Timpanometri adı veriken alet ile ölçüm yapılır. Hastanın kulağına bir prob takılır. Ses verildiği zaman stapesin hareketi, orta kulak basıncındaki değişiklikler sayesinde ölçülür. Normalde stapes refleksi alınır. Alınamadığı durumlar bize bazı hastalıklar hakkında bilgi verir. özellikle otoskleroz adı verilen ve orta kulakta stapes kemikçiğinin kireçlenmesi hastalığında önemlidir. Bunu dışında yüz sinirinin hastalıklarında, beyin sapı hastalıklarında da bilgiler verir.
Hastanın konuşmaları anlama yüzdesini ölçmeye yarayan bir testtir. İşitme eşikleri belirlendikten sonra hastanın işitebileceği şiddette bazı kelimeler okunur. Hastanın bu kelimelerin ne kadarını tekrar edebildiğine göre ölçüm yapılır.
Özellikle işitme cihazı verilecek hastalarda, kronik orta kulak iltihabı için ameliyat olacak hastalarda, Meniere hastalığında, orta kulak kireçlenmesinde (otoskleroz) önemli olabilmektedir.
İç kulak ile ilgili hastalıklarda uygulanır.
Normal kulak ses şiddetindeki çok küçük artışları fark etmez. Ancak iç kulak ile ilgili problemlerde bu artışlar fark edilir. Yani SISI testi ile hastanın bu artışları fark etmesi iç kulak hastalığını gösterebilir. Uygulaması kolay bir testtir, ancak doktora fikir vermesine rağmen kesin tanı koydurucu bir test değildir.

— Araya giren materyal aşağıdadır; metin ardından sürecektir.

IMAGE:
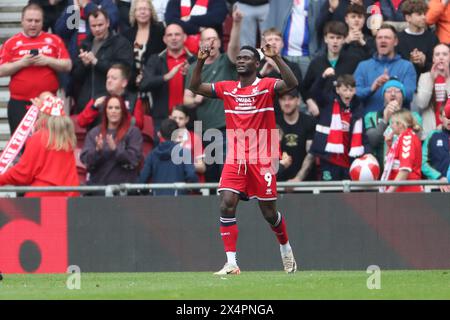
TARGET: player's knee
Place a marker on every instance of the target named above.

Belirli bir tonda verilen sese karşı kulağın adaptasyon göstermesi prensibine dayanır. Hastaya ses verildiği zaman bir süre sonra bunu duymaz hale gelir. Belirli bir süre duyması için ses şiddetini çok arttırmak gerekebilir.
İşitme siniri ile ilgili hastalıklarda belirli tonda verilen sese adaptasyon çok çabuk gelişir. Yine fikir vermesine rağmen kesin tanı koydurucu bir test değildir.